Turning point neededToday’s Blue House meeting aimed at devising strategies for growth through innovation holds the key to the success of President Moon Jae-in’s economic policy. If successful, the meeting could offer a breakthrough in its lackluster achievements so far. Despite his glitzy goals of revitalizing the economy by creating more jobs, income-driven growth, fairer distribution of wealth and innovative growth, the results are disappointing as seen in the soaring jobless rate — a whopping 22 percent — for the young generation. Except for robust performances by the semiconductors and petrochemical industries, our economy still faces a bumpy road ahead.
Above all, the buzz word “income-led growth” has suddenly disappeared. The government’s pressure on companies to rapidly raise wages, readjust their base salary and put their contract workers on the permanent payroll only led them to lay off employees and scale down investments. The labor market is under severe distress from the administration’s heavy-handed push for wage hikes. 90 percent of mom and pop stores across the country say that they would save their labor costs first.
Participants at the Blue House meeting must confront such gloomy realities. The government’s bold economic agenda can hardly work miracles due to the huge burden our corporate sector has to bear down the road. Entrepreneurs can hardly afford to consider investment and employment when the government is only bent on forcing them to follow its commands.
The government must learn lessons from the United States and Japan. In the United States, there is no discrimination between existing industries and new enterprises. Businesses are allowed to do whatever they want, except for a few exceptions. As a result, the U.S. economy can adapt remarkably. The top 10 listed companies on the New York Stock Exchange have been replaced with tech companies such as Facebook, Apple, Google and Amazon.

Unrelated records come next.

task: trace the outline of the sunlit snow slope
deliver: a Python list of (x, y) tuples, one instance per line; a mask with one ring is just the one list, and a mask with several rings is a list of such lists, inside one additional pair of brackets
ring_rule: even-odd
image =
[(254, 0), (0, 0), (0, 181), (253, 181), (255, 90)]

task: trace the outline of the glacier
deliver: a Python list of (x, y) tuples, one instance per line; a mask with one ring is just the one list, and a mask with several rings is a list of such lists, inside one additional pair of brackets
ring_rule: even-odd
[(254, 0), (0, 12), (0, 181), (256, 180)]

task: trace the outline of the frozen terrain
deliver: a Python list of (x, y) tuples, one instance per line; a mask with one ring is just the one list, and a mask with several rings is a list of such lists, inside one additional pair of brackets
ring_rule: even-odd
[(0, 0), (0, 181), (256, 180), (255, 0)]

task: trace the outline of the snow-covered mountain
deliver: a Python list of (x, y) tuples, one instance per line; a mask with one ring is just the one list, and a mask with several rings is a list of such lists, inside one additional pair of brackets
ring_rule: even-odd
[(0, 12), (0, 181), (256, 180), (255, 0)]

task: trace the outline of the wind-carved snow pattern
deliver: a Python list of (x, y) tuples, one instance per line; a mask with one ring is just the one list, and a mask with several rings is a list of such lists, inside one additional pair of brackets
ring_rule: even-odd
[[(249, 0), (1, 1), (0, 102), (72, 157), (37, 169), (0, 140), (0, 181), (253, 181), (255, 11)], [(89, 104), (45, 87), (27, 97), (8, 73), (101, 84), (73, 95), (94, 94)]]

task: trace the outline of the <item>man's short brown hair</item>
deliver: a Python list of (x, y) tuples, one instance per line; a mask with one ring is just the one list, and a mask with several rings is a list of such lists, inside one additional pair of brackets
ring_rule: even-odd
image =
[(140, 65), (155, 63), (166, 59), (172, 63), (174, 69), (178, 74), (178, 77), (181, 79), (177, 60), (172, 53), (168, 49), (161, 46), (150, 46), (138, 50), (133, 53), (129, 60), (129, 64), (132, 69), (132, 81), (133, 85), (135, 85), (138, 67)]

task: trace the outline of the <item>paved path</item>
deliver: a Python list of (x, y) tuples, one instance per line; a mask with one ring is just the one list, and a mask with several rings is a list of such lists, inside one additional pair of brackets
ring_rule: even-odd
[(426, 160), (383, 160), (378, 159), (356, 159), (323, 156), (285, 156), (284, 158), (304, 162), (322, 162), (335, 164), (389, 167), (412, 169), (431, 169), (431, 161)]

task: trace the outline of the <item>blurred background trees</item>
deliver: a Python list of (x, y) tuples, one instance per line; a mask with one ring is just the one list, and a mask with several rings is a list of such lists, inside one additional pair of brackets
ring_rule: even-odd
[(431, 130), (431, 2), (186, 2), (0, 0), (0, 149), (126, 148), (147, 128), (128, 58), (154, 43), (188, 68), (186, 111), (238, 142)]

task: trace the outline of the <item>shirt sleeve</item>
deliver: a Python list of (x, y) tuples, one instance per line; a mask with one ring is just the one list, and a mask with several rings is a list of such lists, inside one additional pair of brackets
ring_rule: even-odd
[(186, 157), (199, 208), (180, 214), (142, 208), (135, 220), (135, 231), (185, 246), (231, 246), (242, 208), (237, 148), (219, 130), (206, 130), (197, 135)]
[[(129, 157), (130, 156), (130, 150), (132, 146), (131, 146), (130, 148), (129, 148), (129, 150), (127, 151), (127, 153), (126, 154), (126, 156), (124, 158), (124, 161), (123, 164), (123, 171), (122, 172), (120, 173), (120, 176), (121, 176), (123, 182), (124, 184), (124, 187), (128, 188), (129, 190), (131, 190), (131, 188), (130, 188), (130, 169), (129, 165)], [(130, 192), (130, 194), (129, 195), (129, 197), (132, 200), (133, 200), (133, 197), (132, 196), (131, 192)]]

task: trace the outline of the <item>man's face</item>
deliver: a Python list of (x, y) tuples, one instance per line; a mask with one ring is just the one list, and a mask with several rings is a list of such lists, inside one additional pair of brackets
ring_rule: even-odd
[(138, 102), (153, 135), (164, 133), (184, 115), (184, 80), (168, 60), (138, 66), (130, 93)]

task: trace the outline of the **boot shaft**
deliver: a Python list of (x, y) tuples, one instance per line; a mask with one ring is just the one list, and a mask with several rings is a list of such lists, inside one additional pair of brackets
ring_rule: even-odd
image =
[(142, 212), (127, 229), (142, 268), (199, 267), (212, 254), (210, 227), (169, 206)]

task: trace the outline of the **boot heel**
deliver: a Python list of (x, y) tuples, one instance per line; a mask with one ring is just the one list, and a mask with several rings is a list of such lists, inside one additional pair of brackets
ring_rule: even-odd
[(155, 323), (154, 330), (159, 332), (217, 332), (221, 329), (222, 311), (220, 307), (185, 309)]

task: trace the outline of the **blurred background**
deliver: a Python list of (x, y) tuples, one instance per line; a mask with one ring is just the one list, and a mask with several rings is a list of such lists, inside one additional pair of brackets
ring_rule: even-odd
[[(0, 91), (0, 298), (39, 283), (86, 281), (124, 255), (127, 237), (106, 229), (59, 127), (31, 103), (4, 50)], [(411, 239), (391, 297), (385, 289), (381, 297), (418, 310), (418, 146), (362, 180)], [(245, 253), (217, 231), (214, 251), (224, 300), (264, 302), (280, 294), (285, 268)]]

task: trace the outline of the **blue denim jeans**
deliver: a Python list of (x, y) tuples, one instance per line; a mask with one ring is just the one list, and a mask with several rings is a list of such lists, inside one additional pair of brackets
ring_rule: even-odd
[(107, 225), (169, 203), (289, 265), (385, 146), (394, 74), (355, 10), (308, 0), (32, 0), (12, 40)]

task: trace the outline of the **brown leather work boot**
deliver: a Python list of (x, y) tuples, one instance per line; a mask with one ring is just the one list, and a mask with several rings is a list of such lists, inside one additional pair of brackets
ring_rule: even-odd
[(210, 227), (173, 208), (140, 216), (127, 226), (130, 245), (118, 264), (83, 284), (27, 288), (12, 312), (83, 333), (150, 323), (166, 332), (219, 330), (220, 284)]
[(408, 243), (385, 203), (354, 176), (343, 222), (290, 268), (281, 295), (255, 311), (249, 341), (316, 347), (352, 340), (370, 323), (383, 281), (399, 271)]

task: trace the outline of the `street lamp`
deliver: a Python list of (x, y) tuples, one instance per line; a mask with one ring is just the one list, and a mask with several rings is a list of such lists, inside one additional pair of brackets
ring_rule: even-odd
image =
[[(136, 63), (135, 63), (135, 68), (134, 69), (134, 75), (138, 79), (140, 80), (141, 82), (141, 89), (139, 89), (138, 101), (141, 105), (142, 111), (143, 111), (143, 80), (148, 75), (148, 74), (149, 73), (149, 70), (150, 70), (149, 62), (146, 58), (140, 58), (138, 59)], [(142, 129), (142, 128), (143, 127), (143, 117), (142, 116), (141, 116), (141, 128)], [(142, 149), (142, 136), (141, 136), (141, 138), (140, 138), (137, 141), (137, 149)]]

In Japan, too, its flagship companies in electronics are recovering thanks to four years of tough restructuring. As a result, the Nikkei Index has climbed to the level it was at shortly before the Bubble Burst two decades ago, and companies are looking for workers.
Korea must follow such a track to rejuvenate our economy. Top priority should be put on deregulation. Interest groups and civic groups must not hamper the recovery. As other countries develop cutting-edge industries through the fusion of fintech, Big Data and AI, we cannot lag behind because of their selfishness.